Central banker Rimšēvičs: it's all about the Kamchatka fishing trip

Embattled Latvian central bank president Ilmārs Rimšēvičs said June 28 that charges being brought against him for bribe-taking boil down to whether or not be paid for a fishing trip in 2013.

Speaking to LTV's Ivo Leitans outside the office of the Prosecutor General where he had just been presented with the charges against him, Rimšēvičs continued to deny his guilt and expressed astonishment.

"I am accused of having allegedly not paid for my fishing trip to Kamchatka, which seems to me to be close to incredible. And I am accused of suggesting to a commercial bank, that if they did not comply with my, so to speak, requests and orders, I could impede the operation of this bank. I completely denied all these allegations."

However, the bank governor - who has refused to step down from his position ever since allegations first surfaced in February and appears determined to carry on in his role even now - did not state whether he had paid for the fishing trip, which created a storm of its own when a photograph of Rimšēvičs in Kamchatka emerged in a piece by the Associated Press.

That in turn prompted the Latvian Defense Ministry to allege a disinformation campaign was being run against him and Prime Minister Maris Kučinskis to talk about a deliberate provocation. However, backing for the central bank governor from officials now seems to be in shorter supply.

More details of the case against Rimšēvičs and an associate of his, Maris Martinsons were released to the press Friday morning by the Prosecutor General's office at a specially convened press conference.

Special prosecutor Viorika Jirgena told the press that shareholders of now-defunct Trasta komercbanka had reported to the Corruption Prevention and Combating Bureau (KNAB) that in the period from 2010, the Governor of the Bank of Latvia Ilmārs Rimšēvičs had taken bribes from them. The shareholders of Trasta komercbanka claimed they had paid for the now-notorious fishing trip to Kamchatka, but later paid some €250,000 to the president of the central bank in several installments.
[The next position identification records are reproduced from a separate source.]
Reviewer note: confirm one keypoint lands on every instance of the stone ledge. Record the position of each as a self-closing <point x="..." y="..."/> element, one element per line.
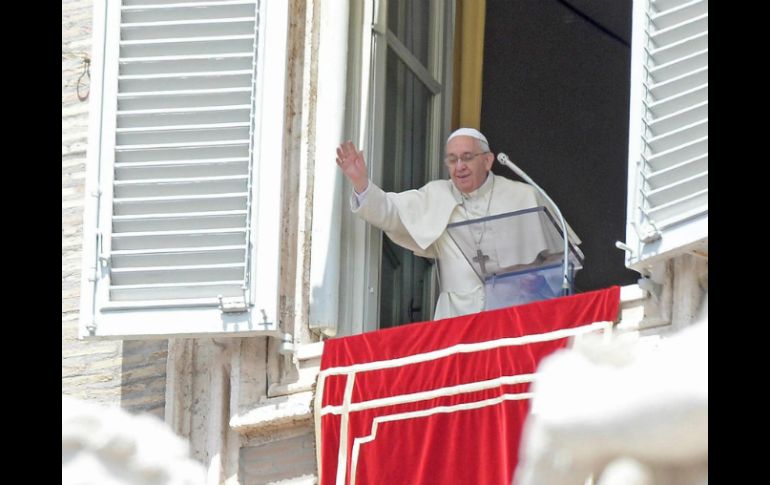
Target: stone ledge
<point x="275" y="413"/>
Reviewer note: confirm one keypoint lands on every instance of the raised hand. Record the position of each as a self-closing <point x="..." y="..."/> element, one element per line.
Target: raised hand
<point x="351" y="161"/>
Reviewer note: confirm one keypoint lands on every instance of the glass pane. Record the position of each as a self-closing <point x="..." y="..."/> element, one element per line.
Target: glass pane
<point x="405" y="166"/>
<point x="409" y="20"/>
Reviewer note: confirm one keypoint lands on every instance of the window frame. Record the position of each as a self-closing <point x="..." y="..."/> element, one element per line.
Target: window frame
<point x="178" y="319"/>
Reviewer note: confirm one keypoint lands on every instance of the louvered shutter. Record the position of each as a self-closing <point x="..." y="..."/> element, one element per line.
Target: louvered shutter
<point x="668" y="144"/>
<point x="177" y="202"/>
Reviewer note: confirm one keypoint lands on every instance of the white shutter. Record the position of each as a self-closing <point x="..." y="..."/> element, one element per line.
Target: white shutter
<point x="668" y="142"/>
<point x="178" y="159"/>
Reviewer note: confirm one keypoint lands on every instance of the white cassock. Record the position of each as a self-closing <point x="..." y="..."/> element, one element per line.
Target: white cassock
<point x="417" y="220"/>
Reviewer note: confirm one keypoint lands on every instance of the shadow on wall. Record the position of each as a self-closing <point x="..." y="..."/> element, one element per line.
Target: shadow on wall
<point x="143" y="376"/>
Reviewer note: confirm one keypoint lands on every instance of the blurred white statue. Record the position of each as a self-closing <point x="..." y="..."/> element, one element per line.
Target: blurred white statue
<point x="108" y="446"/>
<point x="625" y="413"/>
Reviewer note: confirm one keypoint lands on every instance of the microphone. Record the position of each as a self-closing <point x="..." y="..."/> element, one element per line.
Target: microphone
<point x="565" y="286"/>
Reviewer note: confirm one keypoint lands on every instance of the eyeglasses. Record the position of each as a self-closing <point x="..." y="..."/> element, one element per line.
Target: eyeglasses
<point x="465" y="157"/>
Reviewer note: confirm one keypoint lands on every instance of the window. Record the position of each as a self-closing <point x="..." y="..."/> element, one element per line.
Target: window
<point x="181" y="228"/>
<point x="400" y="100"/>
<point x="668" y="141"/>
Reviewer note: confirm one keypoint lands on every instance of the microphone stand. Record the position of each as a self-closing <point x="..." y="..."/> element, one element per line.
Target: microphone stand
<point x="565" y="286"/>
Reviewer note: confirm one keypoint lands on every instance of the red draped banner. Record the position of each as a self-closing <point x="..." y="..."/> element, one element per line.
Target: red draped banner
<point x="441" y="402"/>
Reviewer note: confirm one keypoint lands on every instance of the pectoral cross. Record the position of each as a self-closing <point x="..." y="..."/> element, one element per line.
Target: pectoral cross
<point x="482" y="259"/>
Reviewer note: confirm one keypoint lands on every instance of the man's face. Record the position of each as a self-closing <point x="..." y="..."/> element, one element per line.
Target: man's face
<point x="467" y="175"/>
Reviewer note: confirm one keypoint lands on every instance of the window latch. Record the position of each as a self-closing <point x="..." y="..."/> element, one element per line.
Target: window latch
<point x="232" y="304"/>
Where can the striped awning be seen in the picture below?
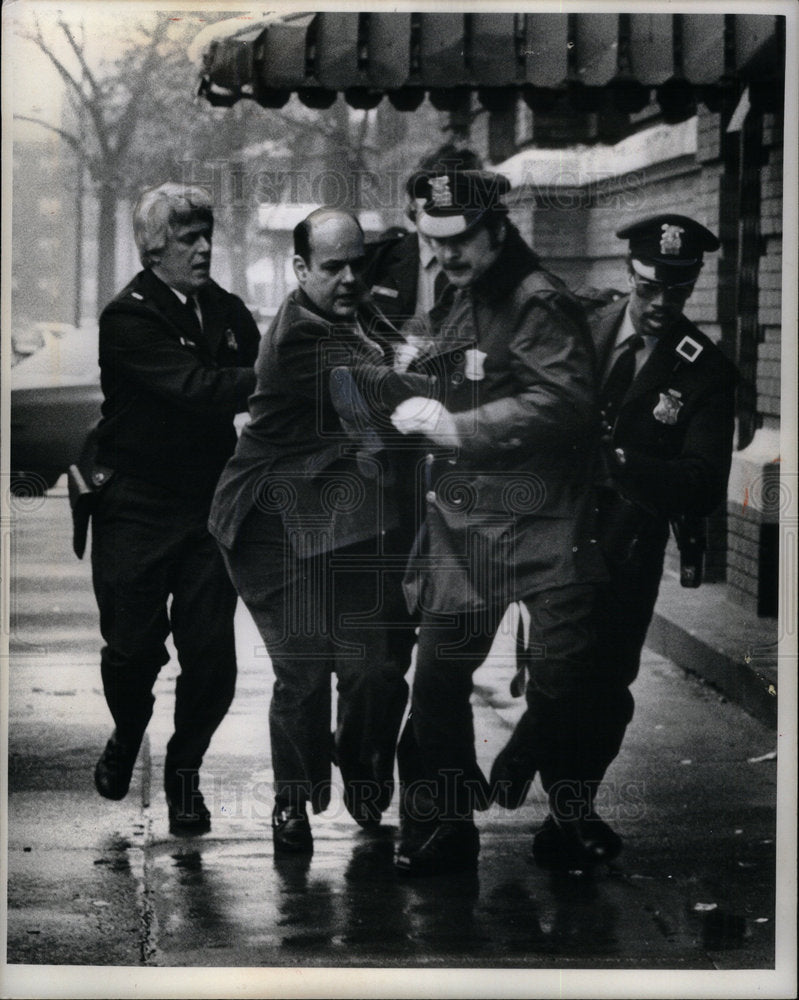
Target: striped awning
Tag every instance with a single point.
(401, 56)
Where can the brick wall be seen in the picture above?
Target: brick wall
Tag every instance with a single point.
(753, 496)
(573, 230)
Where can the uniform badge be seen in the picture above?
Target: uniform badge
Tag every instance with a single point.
(671, 240)
(668, 408)
(440, 192)
(473, 368)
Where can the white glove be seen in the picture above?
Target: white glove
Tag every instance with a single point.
(419, 415)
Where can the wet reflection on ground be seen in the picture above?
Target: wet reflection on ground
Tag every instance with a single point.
(346, 905)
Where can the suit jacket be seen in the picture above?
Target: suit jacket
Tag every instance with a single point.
(510, 512)
(169, 404)
(293, 460)
(675, 424)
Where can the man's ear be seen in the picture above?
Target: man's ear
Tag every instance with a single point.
(300, 268)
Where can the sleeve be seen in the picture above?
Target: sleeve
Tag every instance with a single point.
(135, 342)
(553, 403)
(695, 482)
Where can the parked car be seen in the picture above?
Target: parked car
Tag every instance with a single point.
(55, 401)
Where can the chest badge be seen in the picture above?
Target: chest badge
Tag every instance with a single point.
(474, 364)
(668, 408)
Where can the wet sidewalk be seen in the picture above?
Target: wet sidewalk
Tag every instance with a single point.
(96, 883)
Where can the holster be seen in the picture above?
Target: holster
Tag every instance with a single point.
(85, 479)
(690, 533)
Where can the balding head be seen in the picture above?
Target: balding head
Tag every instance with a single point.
(328, 259)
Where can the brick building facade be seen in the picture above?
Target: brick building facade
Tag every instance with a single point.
(725, 169)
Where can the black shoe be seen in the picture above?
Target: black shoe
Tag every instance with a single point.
(291, 831)
(512, 773)
(575, 845)
(451, 847)
(188, 813)
(189, 820)
(114, 769)
(418, 819)
(362, 807)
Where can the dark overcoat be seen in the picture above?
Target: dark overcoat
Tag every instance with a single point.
(675, 424)
(293, 459)
(510, 511)
(171, 392)
(675, 428)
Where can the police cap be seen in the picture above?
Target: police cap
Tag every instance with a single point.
(668, 247)
(456, 200)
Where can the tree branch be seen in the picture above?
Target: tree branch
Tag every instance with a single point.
(87, 73)
(70, 139)
(100, 127)
(126, 122)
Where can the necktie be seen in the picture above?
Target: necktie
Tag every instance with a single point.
(620, 378)
(192, 313)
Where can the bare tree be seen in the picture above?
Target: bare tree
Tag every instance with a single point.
(111, 107)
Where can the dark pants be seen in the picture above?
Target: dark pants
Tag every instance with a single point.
(150, 545)
(561, 726)
(336, 613)
(624, 609)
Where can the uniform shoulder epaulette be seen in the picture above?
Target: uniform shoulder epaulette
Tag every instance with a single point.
(689, 349)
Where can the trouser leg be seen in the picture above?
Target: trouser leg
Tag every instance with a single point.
(131, 552)
(441, 715)
(562, 721)
(370, 629)
(202, 612)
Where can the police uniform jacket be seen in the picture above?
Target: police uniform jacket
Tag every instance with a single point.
(675, 424)
(171, 391)
(391, 275)
(293, 461)
(510, 512)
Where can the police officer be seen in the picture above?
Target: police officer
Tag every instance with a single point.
(402, 274)
(176, 356)
(511, 427)
(667, 398)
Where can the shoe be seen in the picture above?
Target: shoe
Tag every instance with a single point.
(576, 845)
(418, 817)
(188, 813)
(191, 820)
(291, 831)
(114, 769)
(363, 809)
(512, 773)
(451, 847)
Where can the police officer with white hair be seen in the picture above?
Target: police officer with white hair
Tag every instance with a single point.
(176, 356)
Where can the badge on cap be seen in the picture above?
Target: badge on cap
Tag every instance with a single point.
(689, 349)
(671, 240)
(440, 192)
(473, 368)
(668, 408)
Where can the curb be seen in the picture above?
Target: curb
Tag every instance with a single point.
(720, 642)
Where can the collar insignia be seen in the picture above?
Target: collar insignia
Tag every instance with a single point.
(671, 240)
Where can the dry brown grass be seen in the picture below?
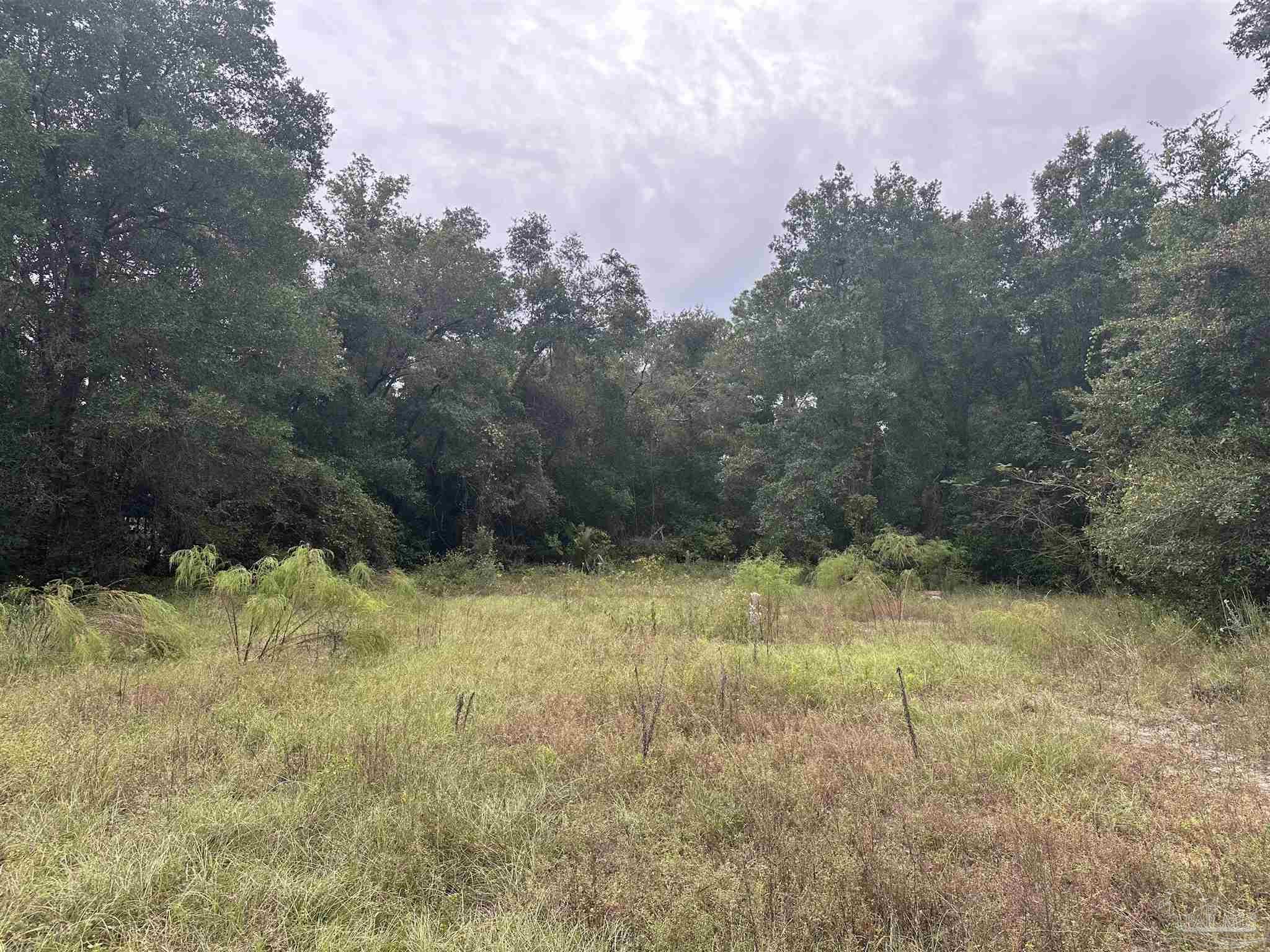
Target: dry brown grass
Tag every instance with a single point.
(1061, 800)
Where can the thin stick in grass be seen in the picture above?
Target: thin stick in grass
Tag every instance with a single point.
(908, 718)
(641, 706)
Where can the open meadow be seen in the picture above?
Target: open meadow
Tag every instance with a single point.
(473, 776)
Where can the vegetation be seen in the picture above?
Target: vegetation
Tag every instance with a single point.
(1093, 772)
(358, 718)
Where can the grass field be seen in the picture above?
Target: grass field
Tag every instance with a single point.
(1090, 772)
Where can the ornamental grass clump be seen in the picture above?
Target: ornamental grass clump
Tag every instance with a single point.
(278, 603)
(68, 620)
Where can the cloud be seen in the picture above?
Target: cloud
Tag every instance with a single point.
(676, 131)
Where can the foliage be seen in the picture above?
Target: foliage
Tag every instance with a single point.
(837, 569)
(46, 622)
(278, 603)
(1178, 420)
(775, 582)
(588, 547)
(68, 620)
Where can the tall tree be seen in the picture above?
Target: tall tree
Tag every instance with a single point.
(1178, 420)
(153, 284)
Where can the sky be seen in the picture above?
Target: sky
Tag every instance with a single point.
(676, 131)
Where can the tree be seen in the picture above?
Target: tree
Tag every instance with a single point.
(1250, 40)
(1178, 419)
(159, 161)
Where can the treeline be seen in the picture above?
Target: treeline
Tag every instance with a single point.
(206, 338)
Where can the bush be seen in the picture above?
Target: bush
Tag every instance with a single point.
(473, 568)
(837, 569)
(588, 547)
(277, 604)
(775, 582)
(936, 563)
(46, 624)
(66, 621)
(710, 540)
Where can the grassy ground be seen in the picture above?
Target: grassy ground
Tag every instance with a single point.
(1090, 774)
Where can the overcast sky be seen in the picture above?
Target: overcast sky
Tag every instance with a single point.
(677, 131)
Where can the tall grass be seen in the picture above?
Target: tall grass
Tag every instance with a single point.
(318, 801)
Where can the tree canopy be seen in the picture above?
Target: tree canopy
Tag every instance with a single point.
(206, 338)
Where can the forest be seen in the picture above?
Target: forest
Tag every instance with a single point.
(210, 338)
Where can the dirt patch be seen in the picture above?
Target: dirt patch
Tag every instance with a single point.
(1198, 744)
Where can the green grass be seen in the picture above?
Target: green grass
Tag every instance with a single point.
(331, 803)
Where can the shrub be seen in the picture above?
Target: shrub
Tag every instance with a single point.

In total they alleged that a bribe of €500,000 had been arranged but when the bank hit the skids, the other half was not paid.

Jirgena pointed out that the charges are currently related to two episodes that took place in 2010 and 2013. Rimšēvičs, as President of the central bank, was informed about the decisions of the Financial and Capital Market Commission (FKTK) regarding Trasta komercbanka in accordance with his post, and it is alleged that he overstepped the mark in his responses to that information, bringing FKTK's independence of action in doubt and resulting in decisions favorable to the bank. 

The prosecutor confirmed that part of the evidence rests on audio recordings, though she did not say why such recording had been made nor why no case had been brought at the time of the alleged incidents if law enforcement agencies were aware of what was going on.

However, she reminded the press that the proof of guilt or otherwise will be decided in court, while being reluctant to say how long the legal process might take, other than to state that the pre-trial investigation would take "several months" and that the case might reach the courts by the end of the year.

No press questions were taken.

If found guilty of the charges, Rimšēvičs and Martinsons could face up to 11 years in prison.